Simon Riggs <simon@2ndquadrant.com>

From: Simon Riggs <simon@2ndQuadrant.com>
To: Bruce Momjian <bruce@momjian.us>
Cc: Greg Smith <greg@2ndquadrant.com>, Tom Lane <tgl@sss.pgh.pa.us>, Andres Freund <andres@2ndquadrant.com>, Ants Aasma <ants@cybertec.at>, Heikki Linnakangas <hlinnakangas@vmware.com>, Jeff Davis <pgsql@j-davis.com>, PostgreSQL-development <pgsql-hackers@postgresql.org>
Date: 2013-03-18T18:24:37Z
Lists: pgsql-hackers
On 18 March 2013 17:52, Bruce Momjian <bruce@momjian.us> wrote:
> On Sun, Mar 17, 2013 at 05:50:11PM -0700, Greg Smith wrote:
>> As long as the feature is off by default, so that people have to
>> turn it on to hit the biggest changed code paths, the exposure to
>> potential bugs doesn't seem too bad.  New WAL data is no fun, but
>> it's not like this hasn't happened before.
>
> With a potential 10-20% overhead,

... for some workloads.


> I am unclear who would enable this at initdb time.

Anybody that cares a lot about their data.

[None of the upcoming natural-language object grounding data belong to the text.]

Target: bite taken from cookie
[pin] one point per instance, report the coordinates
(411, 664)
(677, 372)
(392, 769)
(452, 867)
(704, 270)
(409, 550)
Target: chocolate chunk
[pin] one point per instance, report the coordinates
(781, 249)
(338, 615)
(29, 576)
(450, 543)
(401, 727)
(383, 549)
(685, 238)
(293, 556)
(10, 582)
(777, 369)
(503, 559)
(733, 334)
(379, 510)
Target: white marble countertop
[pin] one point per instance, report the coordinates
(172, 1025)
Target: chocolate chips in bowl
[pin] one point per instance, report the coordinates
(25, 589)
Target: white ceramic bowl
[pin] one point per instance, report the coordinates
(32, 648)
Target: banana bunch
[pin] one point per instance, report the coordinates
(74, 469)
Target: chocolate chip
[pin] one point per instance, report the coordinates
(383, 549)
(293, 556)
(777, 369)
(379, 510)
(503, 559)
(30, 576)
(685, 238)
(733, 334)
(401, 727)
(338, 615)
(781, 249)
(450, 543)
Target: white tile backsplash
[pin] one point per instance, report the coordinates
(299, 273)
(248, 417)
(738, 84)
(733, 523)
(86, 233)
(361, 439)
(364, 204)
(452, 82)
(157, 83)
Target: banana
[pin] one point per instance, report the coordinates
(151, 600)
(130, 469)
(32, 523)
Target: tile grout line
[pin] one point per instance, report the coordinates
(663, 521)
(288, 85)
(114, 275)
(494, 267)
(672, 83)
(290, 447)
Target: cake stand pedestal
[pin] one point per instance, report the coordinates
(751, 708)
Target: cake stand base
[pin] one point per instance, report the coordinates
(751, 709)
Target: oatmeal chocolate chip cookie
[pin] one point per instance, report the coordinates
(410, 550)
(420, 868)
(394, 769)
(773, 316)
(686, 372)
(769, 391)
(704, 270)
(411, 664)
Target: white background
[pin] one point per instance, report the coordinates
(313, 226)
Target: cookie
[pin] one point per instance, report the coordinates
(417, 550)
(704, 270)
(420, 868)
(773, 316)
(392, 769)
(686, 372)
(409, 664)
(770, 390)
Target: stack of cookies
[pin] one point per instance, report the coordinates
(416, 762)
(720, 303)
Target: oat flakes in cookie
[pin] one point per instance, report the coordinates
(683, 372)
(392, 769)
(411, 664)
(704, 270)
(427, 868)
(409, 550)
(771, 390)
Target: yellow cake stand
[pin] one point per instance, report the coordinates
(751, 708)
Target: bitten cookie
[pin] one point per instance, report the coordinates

> I assume a user would wait until they suspected corruption to turn it
> on, and because it is only initdb-enabled, they would have to
> dump/reload their cluster.  The open question is whether this is a
> usable feature as written, or whether we should wait until 9.4.

When two experienced technical users tell us this is important and
that they will use it, we should listen.


> In fact, this feature is going to need
> pg_upgrade changes to detect from pg_controldata that the old/new
> clusters have the same checksum setting.

I don't see any way they can differ.

pg_upgrade and checksums don't mix, in this patch, at least.